Each simulated alert kicks off an AI investigation, which spends LLM tokens (typical: ~50k input / ~10k output per case at default models). With 2 pods × 30 alerts/day = 60 investigations/day. Adjust dailyCapPerPod to your demo budget.

Simulated techniques

25 Linux TTPs from the MITRE ATT&CK Enterprise matrix. The full list lives in attack-simulator/scripts/linux-techniques.txt; summarized here by tactic:

TacticTTP IDs (selected)
Initial Access / PersistenceT1098 (account manipulation), T1547.001 (boot/logon scripts)
Privilege EscalationT1548.003 (sudo abuse)
Defense EvasionT1027 (obfuscated cmd: base64 decode + run), T1070 (indicator removal)
Credential AccessT1110 (brute force), T1003.008 (/etc/passwd + /etc/shadow access)
DiscoveryT1046 (network service discovery), T1082 (system info), T1083 (file/dir discovery), T1057 (process discovery)
Lateral MovementT1021.004 (SSH)
CollectionT1560.001 (data archive for exfil staging)
Command and ControlT1105 (ingress tool transfer)
ExfiltrationT1041 (over C2 channel)
ImpactT1485 (data destruction), T1486 (data encryption), T1496 (resource hijacking)
Execution / SchedulingT1053.003 (scheduled task / cron)

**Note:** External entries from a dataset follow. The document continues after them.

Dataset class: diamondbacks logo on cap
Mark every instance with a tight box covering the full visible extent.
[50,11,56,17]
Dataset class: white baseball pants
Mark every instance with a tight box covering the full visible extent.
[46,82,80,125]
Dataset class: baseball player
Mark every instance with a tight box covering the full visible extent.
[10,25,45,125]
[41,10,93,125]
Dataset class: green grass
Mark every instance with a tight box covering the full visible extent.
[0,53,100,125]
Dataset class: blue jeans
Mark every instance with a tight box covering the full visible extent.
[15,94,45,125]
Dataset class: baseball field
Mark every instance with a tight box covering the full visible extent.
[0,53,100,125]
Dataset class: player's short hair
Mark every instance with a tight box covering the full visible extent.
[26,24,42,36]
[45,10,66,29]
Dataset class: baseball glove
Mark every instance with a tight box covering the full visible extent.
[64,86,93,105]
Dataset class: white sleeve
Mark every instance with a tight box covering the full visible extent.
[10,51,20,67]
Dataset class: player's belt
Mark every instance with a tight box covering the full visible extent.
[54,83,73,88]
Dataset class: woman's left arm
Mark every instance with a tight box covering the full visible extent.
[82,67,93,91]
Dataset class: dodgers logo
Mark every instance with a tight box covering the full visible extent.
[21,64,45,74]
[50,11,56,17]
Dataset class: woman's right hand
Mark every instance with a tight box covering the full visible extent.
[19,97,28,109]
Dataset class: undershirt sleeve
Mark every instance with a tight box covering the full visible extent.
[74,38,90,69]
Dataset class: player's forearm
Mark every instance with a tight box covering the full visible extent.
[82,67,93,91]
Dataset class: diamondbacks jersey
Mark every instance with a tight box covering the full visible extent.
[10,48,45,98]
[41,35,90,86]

Each script emits a syslog line tagged SOCTALK_ATTACK <TTP>: <description> so Wazuh has something to match.

Wazuh rule pack

charts/wazuh/templates/manager-local-rules.yaml ships custom rules in the 100200-100299 range:

  • 100200 — chain-root: matches any SOCTALK_ATTACK syslog line
  • 100210 – 100225 — per-TTP rules: assign severity (level 10–14) and tags by MITRE technique
  • 100299 — catch-all for unmapped TTPs (severity 8)

Alerts produced carry MITRE attack.tactic, attack.technique, and a human-readable description, so the SocTalk wazuh_worker has structured context to reason about.

Running a single attack

Outside the chart, you can run individual techniques against any host with a Wazuh agent:

bash
ssh ops@<linux-ep-pod>
sudo /opt/scripts/run-attack.sh T1110
sudo /opt/scripts/run-attack.sh T1027.001

run-attack.sh is the entry point — it dispatches to the per-TTP scripts. Useful for live demos where you want to trigger a specific alert on command.

Removing the simulator

For a live customer install where you don't want simulator alerts diluting real telemetry:

bash
helm uninstall linux-ep -n tenant-<slug>

Removes the endpoint pods. The custom Wazuh rule pack stays in place but is harmless without SOCTALK_ATTACK syslog lines hitting it.

What's not in here

  • Windows endpoint sim — Linux only in this release. Roadmap.
  • macOS endpoint sim — same.
  • Adversary emulation campaigns — single-TTP only; we don't chain TTPs into multi-stage scenarios.
  • Atomic Red Team integrationattack-simulator is hand-rolled; it does not consume Atomic's YAML directly. Compatibility is on the roadmap.

Released under the Apache 2.0 License.